Scientists have found a way
to sequence unidentified life through their
study of lake sediment. The purple and orange
microorganisms, seen above, are from a mud sample
collected in Lake Washington. They are relatives
of Methylotenera mobilis, whose complete
DNA sequence has been determined.
"This work demonstrates that we can get
a complete genome for a totally unknown organism,"said
lead author Ludmila Chistoserdova, a chemical
engineer at the University of Washington.

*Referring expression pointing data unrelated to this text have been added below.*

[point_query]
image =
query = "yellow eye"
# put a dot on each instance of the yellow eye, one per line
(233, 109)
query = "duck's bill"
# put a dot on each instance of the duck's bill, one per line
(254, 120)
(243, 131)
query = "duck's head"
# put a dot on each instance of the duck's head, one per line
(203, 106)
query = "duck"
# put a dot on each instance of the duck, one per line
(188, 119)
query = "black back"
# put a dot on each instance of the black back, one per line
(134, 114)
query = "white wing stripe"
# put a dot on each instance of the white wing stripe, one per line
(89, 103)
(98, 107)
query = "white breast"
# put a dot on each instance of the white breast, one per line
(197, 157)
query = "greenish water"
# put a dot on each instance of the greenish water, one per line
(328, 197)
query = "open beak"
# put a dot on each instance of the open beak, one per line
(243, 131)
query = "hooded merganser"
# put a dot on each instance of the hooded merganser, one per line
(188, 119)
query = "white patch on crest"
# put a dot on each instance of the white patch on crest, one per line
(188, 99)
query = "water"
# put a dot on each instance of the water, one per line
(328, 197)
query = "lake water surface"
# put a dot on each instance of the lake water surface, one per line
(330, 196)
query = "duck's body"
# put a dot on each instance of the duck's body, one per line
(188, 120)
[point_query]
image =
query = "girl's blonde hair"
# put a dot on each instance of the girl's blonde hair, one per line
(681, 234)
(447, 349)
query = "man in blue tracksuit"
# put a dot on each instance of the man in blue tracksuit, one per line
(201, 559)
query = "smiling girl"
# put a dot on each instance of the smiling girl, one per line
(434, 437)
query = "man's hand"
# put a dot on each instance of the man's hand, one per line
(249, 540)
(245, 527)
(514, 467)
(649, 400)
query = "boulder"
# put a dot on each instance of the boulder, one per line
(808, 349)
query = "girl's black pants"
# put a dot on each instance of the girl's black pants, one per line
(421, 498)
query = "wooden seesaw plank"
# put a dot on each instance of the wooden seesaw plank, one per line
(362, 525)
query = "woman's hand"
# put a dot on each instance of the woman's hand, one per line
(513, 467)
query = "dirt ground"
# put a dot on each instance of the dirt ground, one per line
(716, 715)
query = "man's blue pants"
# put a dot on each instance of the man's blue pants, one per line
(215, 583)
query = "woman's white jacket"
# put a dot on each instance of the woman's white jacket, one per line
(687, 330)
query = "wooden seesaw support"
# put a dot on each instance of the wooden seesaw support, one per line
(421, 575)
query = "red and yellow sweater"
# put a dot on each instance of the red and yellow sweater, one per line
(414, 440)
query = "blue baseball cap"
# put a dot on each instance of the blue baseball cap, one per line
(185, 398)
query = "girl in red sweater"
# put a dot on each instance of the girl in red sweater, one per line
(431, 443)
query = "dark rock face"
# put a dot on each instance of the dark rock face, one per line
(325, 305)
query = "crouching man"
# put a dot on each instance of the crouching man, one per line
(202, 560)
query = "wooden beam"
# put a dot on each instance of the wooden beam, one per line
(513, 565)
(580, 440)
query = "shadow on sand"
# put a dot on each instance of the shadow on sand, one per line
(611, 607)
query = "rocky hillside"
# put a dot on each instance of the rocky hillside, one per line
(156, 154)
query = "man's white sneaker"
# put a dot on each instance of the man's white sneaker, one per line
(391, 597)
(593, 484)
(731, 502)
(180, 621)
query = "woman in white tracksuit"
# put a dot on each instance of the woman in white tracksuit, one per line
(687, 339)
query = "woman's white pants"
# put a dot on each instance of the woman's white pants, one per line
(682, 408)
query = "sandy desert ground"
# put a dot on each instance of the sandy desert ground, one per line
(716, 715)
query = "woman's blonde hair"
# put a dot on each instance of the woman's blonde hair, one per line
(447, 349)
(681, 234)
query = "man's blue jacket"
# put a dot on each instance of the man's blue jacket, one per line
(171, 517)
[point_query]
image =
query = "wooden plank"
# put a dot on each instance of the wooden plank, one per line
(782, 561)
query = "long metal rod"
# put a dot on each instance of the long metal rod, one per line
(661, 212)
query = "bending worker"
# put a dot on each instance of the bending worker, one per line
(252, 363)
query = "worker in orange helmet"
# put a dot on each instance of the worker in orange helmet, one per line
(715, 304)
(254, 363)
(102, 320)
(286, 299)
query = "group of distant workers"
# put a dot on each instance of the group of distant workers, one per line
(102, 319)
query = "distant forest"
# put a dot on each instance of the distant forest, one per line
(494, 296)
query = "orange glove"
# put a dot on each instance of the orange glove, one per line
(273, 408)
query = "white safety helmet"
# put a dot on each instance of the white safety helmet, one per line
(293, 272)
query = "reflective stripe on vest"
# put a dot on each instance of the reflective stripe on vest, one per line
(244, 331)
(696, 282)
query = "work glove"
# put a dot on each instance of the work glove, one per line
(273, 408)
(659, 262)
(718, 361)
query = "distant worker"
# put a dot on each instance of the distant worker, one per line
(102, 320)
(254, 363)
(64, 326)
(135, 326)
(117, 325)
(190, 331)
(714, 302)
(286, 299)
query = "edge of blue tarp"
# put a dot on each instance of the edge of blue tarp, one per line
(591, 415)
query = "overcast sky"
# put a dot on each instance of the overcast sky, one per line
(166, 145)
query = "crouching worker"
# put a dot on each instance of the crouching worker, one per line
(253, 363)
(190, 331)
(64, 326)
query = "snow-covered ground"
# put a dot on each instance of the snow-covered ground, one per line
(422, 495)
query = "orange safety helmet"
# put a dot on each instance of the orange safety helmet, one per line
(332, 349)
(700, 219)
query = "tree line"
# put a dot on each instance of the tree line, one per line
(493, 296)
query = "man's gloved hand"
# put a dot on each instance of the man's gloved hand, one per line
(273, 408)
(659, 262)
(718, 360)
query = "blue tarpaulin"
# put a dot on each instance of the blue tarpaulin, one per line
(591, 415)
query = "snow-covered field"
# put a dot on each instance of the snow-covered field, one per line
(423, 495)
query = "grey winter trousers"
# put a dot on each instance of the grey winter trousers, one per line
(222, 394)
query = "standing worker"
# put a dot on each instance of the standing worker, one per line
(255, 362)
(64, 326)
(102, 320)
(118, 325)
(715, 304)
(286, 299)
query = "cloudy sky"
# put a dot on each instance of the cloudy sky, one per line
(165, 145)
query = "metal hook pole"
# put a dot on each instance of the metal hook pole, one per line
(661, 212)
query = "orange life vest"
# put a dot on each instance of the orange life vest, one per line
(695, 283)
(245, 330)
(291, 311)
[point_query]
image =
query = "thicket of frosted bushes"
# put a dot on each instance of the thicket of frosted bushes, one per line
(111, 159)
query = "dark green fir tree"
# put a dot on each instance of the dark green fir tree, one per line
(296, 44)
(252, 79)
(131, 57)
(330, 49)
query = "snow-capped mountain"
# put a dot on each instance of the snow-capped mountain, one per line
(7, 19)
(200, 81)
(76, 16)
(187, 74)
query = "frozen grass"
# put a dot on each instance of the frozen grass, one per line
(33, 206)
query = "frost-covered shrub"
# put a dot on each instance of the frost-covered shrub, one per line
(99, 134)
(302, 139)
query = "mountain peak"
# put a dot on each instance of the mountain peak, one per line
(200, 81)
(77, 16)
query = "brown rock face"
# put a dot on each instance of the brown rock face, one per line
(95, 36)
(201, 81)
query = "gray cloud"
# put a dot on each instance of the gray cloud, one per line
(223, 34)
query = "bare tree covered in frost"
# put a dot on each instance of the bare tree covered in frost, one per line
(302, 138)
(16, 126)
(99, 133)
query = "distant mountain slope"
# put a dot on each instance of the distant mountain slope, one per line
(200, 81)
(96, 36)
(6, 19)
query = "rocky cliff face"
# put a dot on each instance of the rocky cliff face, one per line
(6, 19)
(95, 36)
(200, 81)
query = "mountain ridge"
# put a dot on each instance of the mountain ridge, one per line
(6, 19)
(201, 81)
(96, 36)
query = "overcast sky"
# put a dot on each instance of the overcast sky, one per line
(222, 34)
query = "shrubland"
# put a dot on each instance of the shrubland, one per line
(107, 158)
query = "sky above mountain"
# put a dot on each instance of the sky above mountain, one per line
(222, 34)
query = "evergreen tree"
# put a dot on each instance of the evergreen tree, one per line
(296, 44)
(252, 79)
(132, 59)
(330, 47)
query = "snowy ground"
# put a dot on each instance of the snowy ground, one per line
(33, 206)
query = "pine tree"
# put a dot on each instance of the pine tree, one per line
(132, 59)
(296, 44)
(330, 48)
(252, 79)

The researchers targeted a particular ecological
function: eating single-carbon compounds such
as methane. First they collected mud samples
from the bottom of Lake Washington, a freshwater
lake with average sediment levels of methane
produced by decomposing organisms. Then they
mixed the mud with five different samples of
food labeled with carbon-13, a heavier isotope
of carbon usage. Over the time, organisms that
ate the lab food incorporated the heavy carbon
into their cells and their DNA. For five different
single-carbon food sources, the scientists then
separated the DNA by weight, knowing that the
heavier pieces must belong to organisms that
ate the lab-catered food.
Chistoserdova estimates the original mud sample
contained about 5,000 different microbes, but
the five batches of enriched DNA each contained
only a dozen or so organisms. Researchers then
were able to piece together carbon-13.
DNA fragments to create one entire genome for
Methylotenera mobilis, a microbe that
eats methylamine, a form of ammonia. (This microbe
was already known, though the team did not use
that knowledge to create the sequence.) They
also produced a partial genome for Methylobacter
tundripaludum, a methane-eating microbe
that so far resists cultivation in the laboratory.
SOURCE
: Nature Biotechnology, August , 2008.